You’ve learned that the activation energy required for many reactions includes the energy involved in manipulating or slightly contorting chemical bonds so that they can easily break and allow others to reform. Enzymatic action can aid this process. The enzyme-substrate complex can lower the activation energy by contorting substrate molecules in such a way as to facilitate bond-breaking, helping to reach the transition state. Finally, enzymes can also lower activation energies by taking part in the chemical reaction itself. The amino acid residues can provide certain ions or chemical groups that actually form covalent bonds with substrate molecules as a necessary step of the reaction process. In these cases, it is important to remember that the enzyme will always return to its original state at the completion of the reaction. One of the hallmark properties of enzymes is that they remain ultimately unchanged by the reactions they catalyze. After an enzyme is done catalyzing a reaction, it releases its product(s).
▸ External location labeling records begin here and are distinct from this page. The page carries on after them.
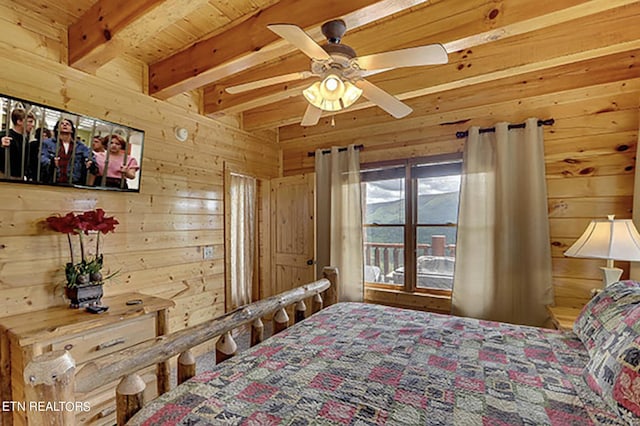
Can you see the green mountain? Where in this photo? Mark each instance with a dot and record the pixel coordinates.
(432, 209)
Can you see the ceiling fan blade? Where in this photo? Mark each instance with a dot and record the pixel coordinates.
(311, 116)
(296, 36)
(384, 100)
(431, 54)
(268, 82)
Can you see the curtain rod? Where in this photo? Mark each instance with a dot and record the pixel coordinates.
(328, 151)
(548, 122)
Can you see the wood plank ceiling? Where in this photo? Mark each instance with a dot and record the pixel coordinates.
(207, 45)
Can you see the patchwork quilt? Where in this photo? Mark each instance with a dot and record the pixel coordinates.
(362, 364)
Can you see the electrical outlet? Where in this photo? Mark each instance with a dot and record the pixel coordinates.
(207, 252)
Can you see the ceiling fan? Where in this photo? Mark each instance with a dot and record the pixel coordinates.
(341, 72)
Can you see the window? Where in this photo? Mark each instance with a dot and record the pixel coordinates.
(410, 223)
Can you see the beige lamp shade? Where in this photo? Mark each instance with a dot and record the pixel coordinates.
(608, 239)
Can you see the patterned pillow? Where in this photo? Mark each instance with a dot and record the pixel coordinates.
(604, 313)
(614, 369)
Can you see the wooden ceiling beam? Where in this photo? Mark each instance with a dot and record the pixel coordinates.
(465, 24)
(603, 33)
(446, 106)
(109, 28)
(251, 43)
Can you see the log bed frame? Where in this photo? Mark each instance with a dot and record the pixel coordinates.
(51, 377)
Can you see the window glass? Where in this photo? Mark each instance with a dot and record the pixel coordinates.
(433, 196)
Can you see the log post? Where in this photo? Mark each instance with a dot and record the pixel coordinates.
(280, 321)
(49, 378)
(129, 397)
(331, 294)
(162, 368)
(186, 366)
(257, 332)
(300, 312)
(225, 347)
(316, 303)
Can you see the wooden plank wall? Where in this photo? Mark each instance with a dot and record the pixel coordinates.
(589, 152)
(158, 245)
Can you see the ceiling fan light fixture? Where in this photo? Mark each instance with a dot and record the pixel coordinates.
(332, 94)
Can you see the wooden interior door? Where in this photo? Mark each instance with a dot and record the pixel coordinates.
(292, 233)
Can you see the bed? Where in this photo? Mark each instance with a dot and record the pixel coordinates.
(363, 364)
In this diagram, a substrate binds the active site of an enzyme and, in the process, both the shape of the enzyme and the shape of the substrate change. The substrate is converted to products that then leave the enzyme’s active site.
Figure 6.16 According to the induced-fit model, both enzyme and substrate undergo dynamic conformational changes upon binding. The enzyme contorts the substrate into its transition state, thereby increasing the rate of the reaction.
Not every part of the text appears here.